Die palästinensische Gesellschaft lebt politisch von der Negativ-Fixierung auf erlittenes Unrecht. Eine neue Führung könnte da einen Paradigmenwechsel herbeiführen und sich mehr auf positive Aspekte konzentrieren, auf neue politische Strukturen, auf mehr Rechtssicherheit zum Beispiel ...
Ich sehe das als Identitätsfrage. Bis heute ist die palästinensische Identität leider sehr schwach; das liegt daran, dass sie eine historisch späte Entwicklung ist und vor allem auf die narzisstischen Verletzungen baut - also auf die Frage: wer ist unser Feind? Der Feind erlaubt uns oder hilft uns, überhaupt zusammenzukommen. Das kann aber historisch nicht sehr weit reichen. Ich glaube, dass die Identitätsfrage die politische Frage entscheiden wird - und nicht umgekehrt. Arafat verstand es unglaublich gut, diese Gegen-Identität zu symbolisieren. Die neue Führung wird ein enormes Problem haben, wenn sie eine neue Richtung einschlagen und zugleich die vielen Splittergruppen integrieren will. Doch wenn sie sich entschließt, nicht immer nur dagegen zu sein, sondern etwas Positives, Realistisches zu wollen, dann werden diese narzisstischen Verletzungen auch heilen.

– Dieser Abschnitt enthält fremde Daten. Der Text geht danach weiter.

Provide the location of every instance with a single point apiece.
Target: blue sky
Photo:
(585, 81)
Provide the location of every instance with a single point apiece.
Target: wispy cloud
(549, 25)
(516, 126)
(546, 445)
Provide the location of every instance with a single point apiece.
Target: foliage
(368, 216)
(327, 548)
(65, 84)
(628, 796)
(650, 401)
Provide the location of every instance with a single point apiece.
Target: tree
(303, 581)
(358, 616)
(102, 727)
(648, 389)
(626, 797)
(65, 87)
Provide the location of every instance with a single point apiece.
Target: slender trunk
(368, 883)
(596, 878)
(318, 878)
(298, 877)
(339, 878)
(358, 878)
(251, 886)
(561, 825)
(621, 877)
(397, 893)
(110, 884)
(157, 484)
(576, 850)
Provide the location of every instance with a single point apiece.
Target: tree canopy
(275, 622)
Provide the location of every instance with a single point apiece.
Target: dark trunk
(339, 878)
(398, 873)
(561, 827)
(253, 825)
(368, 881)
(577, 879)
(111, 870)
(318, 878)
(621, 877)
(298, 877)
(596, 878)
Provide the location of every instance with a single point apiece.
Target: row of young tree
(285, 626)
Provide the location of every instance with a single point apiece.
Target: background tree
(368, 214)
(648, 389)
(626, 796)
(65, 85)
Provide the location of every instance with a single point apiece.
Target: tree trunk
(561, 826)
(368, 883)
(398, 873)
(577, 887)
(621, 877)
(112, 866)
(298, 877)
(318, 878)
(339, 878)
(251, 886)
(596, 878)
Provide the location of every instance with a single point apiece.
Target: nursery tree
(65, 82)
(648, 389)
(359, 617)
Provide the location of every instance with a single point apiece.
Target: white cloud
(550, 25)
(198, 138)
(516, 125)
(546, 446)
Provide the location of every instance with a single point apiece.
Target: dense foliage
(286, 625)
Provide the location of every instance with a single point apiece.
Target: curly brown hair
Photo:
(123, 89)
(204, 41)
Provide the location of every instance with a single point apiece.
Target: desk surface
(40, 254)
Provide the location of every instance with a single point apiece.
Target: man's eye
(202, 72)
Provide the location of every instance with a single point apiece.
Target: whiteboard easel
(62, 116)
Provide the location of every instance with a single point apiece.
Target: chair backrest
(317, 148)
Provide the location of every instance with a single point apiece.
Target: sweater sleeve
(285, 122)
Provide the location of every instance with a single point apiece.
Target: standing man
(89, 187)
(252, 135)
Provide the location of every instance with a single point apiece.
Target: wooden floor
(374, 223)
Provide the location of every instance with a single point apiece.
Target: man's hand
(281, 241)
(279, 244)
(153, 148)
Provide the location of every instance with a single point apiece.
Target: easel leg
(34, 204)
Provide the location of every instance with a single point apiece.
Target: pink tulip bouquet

Politik besteht immer aus Kompromissen, aber Kompromisse waren in der palästinensischen Gesellschaft bisher nicht besonders beliebt.
Das stimmt. Kompromisse schließt man eben nur, wenn man dazu reif ist. Wenn nicht, sieht man eine Gesellschaft der radikalen Spaltung, wo es nur schwarz oder weiß, für uns oder gegen uns gibt. Die Fähigkeit zum Kompromiss hat mit der Analyse von Realität und der Gabe zu tun, innerhalb der Realität eine Position zu vertreten. Das ist wirklich eine psychologische Entwicklungsfrage. In Gesellschaften, in denen die Schwarz-Weiß-Spaltung existiert, ist ein Kompromiss nicht möglich - er passt nicht zum Denksystem.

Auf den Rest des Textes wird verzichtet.